3.2 Convolutional Neural Networks (CNNs)
CNNs are a type of deep learning model specifically designed to analyze structured grid data, such as images and videos. They are widely used in computer vision tasks. The fundamental building blocks of CNNs are convolutional layers, which apply filters or kernels to input data and extract relevant information like edges, patterns, and formations in images. The resulting feature maps are then down sampled using pooling layers to minimize computing complexity, reduce spatial dimensions, and improve the network’s resilience to input changes. CNN models create connections between neurons in successive layers and typically include one or more fully connected layers for handling classification or regression problems. Activation functions, such as Rectified Linear Units (ReLUs), introduce non-linearity into the network and aid the learning process by enabling the network to recognize complex patterns. CNNs are trained using optimization techniques like gradient descent and back-propagation, in which network weights and biases are adjusted to minimize a specified loss function. Normalization and augmentation are common data preprocessing strategies used to maximize training and improve the network’s generalization capacity. CNNs are also used in transfer-learning paradigms, which reduce training time and data requirements by optimizing pre-trained models for specific tasks. CNNs represent a revolutionary force in computer vision and have significantly advanced the discipline. They are still the focus of ongoing research and development, with their basic function in contemporary image recognition systems serving as evidence of their lasting significance [24].

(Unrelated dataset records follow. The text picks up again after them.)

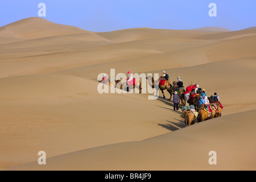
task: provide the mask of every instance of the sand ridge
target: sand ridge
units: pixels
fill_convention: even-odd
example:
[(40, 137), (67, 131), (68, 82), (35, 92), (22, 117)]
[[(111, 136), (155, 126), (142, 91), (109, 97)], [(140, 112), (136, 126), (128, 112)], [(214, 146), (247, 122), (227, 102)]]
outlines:
[[(255, 169), (256, 31), (209, 28), (93, 32), (35, 17), (0, 27), (0, 169)], [(111, 68), (199, 84), (223, 115), (185, 128), (162, 93), (99, 94)]]

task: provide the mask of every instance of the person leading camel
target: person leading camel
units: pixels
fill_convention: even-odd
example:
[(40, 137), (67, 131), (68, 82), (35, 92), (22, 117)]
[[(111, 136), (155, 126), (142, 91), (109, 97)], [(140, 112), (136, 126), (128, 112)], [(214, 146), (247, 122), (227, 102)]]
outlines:
[(103, 77), (101, 81), (101, 82), (106, 85), (106, 84), (109, 82), (109, 78), (105, 73), (103, 73), (102, 76)]
[(207, 96), (207, 93), (205, 92), (205, 90), (204, 89), (202, 90), (202, 93), (201, 93), (201, 96), (202, 96), (203, 97), (205, 97), (206, 96)]
[(203, 97), (202, 97), (202, 96), (200, 96), (200, 99), (198, 101), (198, 102), (199, 102), (199, 107), (201, 107), (201, 105), (203, 104), (204, 104), (204, 102), (205, 102), (205, 101), (204, 101), (204, 99), (203, 98)]
[(131, 81), (133, 81), (133, 74), (131, 73), (130, 71), (129, 71), (127, 73), (128, 74), (128, 78), (127, 78), (127, 91), (129, 92), (129, 82)]
[(181, 81), (181, 80), (180, 79), (180, 76), (178, 76), (177, 77), (177, 81), (176, 81), (176, 82), (178, 82), (179, 81)]
[(220, 97), (217, 95), (217, 93), (214, 93), (214, 96), (213, 97), (214, 102), (220, 101)]
[(179, 100), (180, 97), (177, 94), (177, 91), (174, 92), (174, 97), (172, 98), (172, 102), (174, 102), (174, 110), (179, 110)]

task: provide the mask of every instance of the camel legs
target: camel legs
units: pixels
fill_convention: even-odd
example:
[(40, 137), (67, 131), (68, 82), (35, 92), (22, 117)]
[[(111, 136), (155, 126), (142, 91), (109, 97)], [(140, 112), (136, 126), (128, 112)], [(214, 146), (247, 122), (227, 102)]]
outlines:
[(170, 98), (168, 99), (168, 100), (170, 101), (170, 100), (171, 100), (171, 99), (172, 98), (172, 92), (171, 92), (171, 91), (168, 91), (168, 92), (169, 92), (169, 93), (170, 93)]
[(164, 94), (163, 93), (163, 90), (162, 90), (162, 89), (160, 89), (160, 90), (162, 91), (162, 93), (163, 93), (163, 97), (166, 98), (166, 96), (164, 96)]

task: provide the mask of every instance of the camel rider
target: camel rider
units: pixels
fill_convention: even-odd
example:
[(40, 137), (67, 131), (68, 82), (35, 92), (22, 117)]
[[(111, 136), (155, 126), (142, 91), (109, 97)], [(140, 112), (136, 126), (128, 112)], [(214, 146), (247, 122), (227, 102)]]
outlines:
[(178, 89), (181, 89), (184, 88), (183, 82), (182, 82), (181, 80), (180, 80), (180, 81), (179, 81), (179, 82), (177, 83), (177, 85)]
[(127, 86), (127, 91), (129, 92), (129, 82), (131, 81), (133, 81), (133, 73), (131, 73), (130, 71), (129, 71), (127, 73), (128, 74), (128, 78), (127, 78), (127, 85), (126, 85), (127, 86)]
[(220, 97), (217, 95), (217, 93), (214, 93), (214, 96), (213, 97), (214, 102), (220, 101)]
[(169, 75), (166, 73), (165, 71), (163, 71), (163, 77), (160, 80), (164, 80), (166, 79), (166, 81), (169, 80)]
[(199, 85), (198, 84), (196, 84), (195, 91), (196, 92), (196, 94), (201, 93), (202, 92), (202, 89), (199, 87)]
[(103, 77), (101, 81), (101, 82), (106, 85), (109, 82), (109, 78), (105, 73), (102, 74), (102, 76)]
[(204, 89), (202, 90), (202, 93), (201, 93), (201, 96), (202, 96), (203, 97), (205, 97), (207, 96), (205, 90)]
[(203, 98), (202, 96), (200, 96), (200, 99), (198, 101), (199, 103), (199, 107), (201, 107), (201, 105), (202, 105), (202, 104), (204, 104), (205, 101), (204, 99)]
[(158, 84), (159, 84), (160, 80), (166, 80), (166, 82), (169, 82), (169, 75), (166, 73), (165, 71), (163, 71), (163, 76), (162, 78), (159, 78), (159, 81), (158, 81)]
[(179, 82), (179, 81), (181, 81), (181, 80), (180, 79), (180, 76), (178, 76), (177, 77), (177, 81), (176, 81), (176, 82)]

EfficientNetB0 is a series of CNN models designed to efficiently utilize computational resources while delivering high accuracy. What makes it unique is its use of a compound coefficient to effectively scale up CNNs across depth, width, and resolution in a balanced manner. The initial model for this family of models is the EfficientNetB0 model, which combines squeeze-and-excitation blocks with inverted bottleneck residual blocks from MobileNetV2. The architecture’s scaling technique allows for uneven scaling of network dimensions, setting it apart from existing CNNs and improving efficiency and speed. One of the key concepts of EfficientNetB0 is the use of compound scaling, employing a coefficient to systematically scale the model’s dimensions rather than arbitrarily scaling these factors. This results in improved performance without increasing computational cost. EfficientNetB0 can be used practically as a feature extractor in transfer learning processes. For instance, custom layers tailored to the number of classes in a new dataset can replace the top layer of a model pre-trained on datasets like ImageNet [25].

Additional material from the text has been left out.